Così avevano passato l’estate tra le spiagge di Malibù e il parco dello Yosemite, tra il SeaWorld di San Diego e i ristoranti di pesce di Newport, percorrendo la costa a bordo di una sgangherata Chevrolet presa a noleggio. Si erano allontanati da Los Angeles prima di potersene innamorare definitivamente, ma non erano stati altrettanto rapidi con San Francisco.
Quella città era speciale, l’avevano capito dal tramonto spettacolare che li aveva accolti appena vi avevano messo piede; le luci notturne del Bay Bridge, la folla multietnica che si muoveva attorno ai teatri di Union Square, i colorati e pittoreschi tram che transitavano per le vie, i profumi dei fiori dell’enorme parco di Golden Gate, tutto gli sembrava così bello e così completo.
Così, una notte di agosto, Blaine aveva scrutato per ore la città dall’alto della finestra del loro albergo e « Rimaniamo? » aveva chiesto, con gli occhi pieni della magia dei colori e del senso di libertà che impregnava Castro Street e « Rimaniamo» aveva detto Sebastian, prima di baciargli il collo e sfilargli la maglia del pigiama.
Avevano cercato un appartamento – per loro due e per il labrador nero che aveva preso al canile e chiamato con il nome della loro vecchia Accademia, perché la protezione di quel posto mancava tremendamente ad entrambi – e quella si era rivelata un’esperienza spaventosa.
Là dove Blaine cercava la semplicità, guardando al loro sfornito portafoglio, Sebastian cercava l’agiatezza, guardando all’abitudine con cui era cresciuto; Blaine voleva circondarsi di teatri e parchi, Sebastian di locali mondani e musei.
Dopo un litigio più acceso degli altri, dove erano volati insulti e recriminazioni, Sebastian si era zittito di colpo, l’aveva guardato con il suo consueto sguardo famelico e l’aveva trascinato sul letto della loro stanza, con ben poca grazia.

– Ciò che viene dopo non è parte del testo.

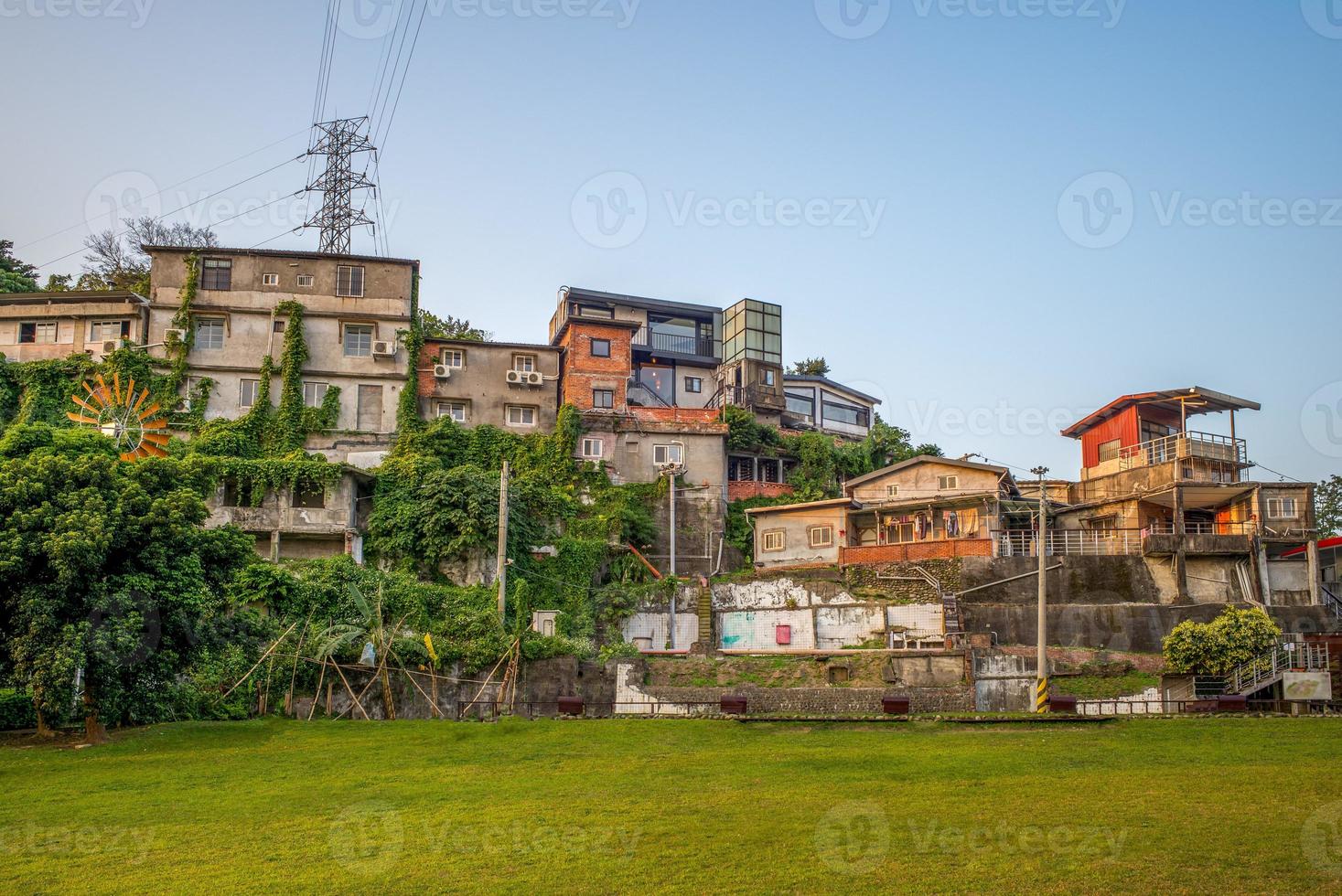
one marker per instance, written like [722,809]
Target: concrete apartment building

« Non puoi pensare di risolvere tutto sempre col sesso » l’aveva accusato Blaine mentre l’altro era già impegnato a spogliarlo con foga.
« No, ma provarci è così piacevole! » aveva replicato Sebastian ed erano scoppiati a ridere insieme e poi Blaine l’aveva baciato, forte.
« Restiamo a Castro? » aveva poi chiesto, quando si erano allontanati a corto di fiato.
« Restiamo a Castro » aveva risposto Sebastian, e il futuro aveva smesso di fare paura.
 
 
 
 
 
 
 
Note finali:
 
1) La Ohio University è nella città di Columbus, la quale dista più o meno due ore di macchina da Lima (fonte: l’eternamente amato google maps); per questo credo possa essere verosimile l'andare e tornarne di Sebastian dal Campus a Lima.
 
2) I luoghi visitati da Blaine e Sebastian in California sono tutti reali ed esistenti, così come quelli di San Franciso;
 
3) Castro street è il quartiere gay di San Francisco. Sì, quello di Milk. Sì, io lo amo (sia Milk che il quartiere). Ho scelto quel particolare quartiere  pur odiando i "ghetti". Il punto è che per qualcuno come Blaine, che viene dalla provincia e che è sempre stato costretto a "nascondersi" o a rivelarsi a piccole dosi, un quartiere come Castro fa la differenza. Io l'ho inteso e lo intendo come un punto di riscatto, ecco.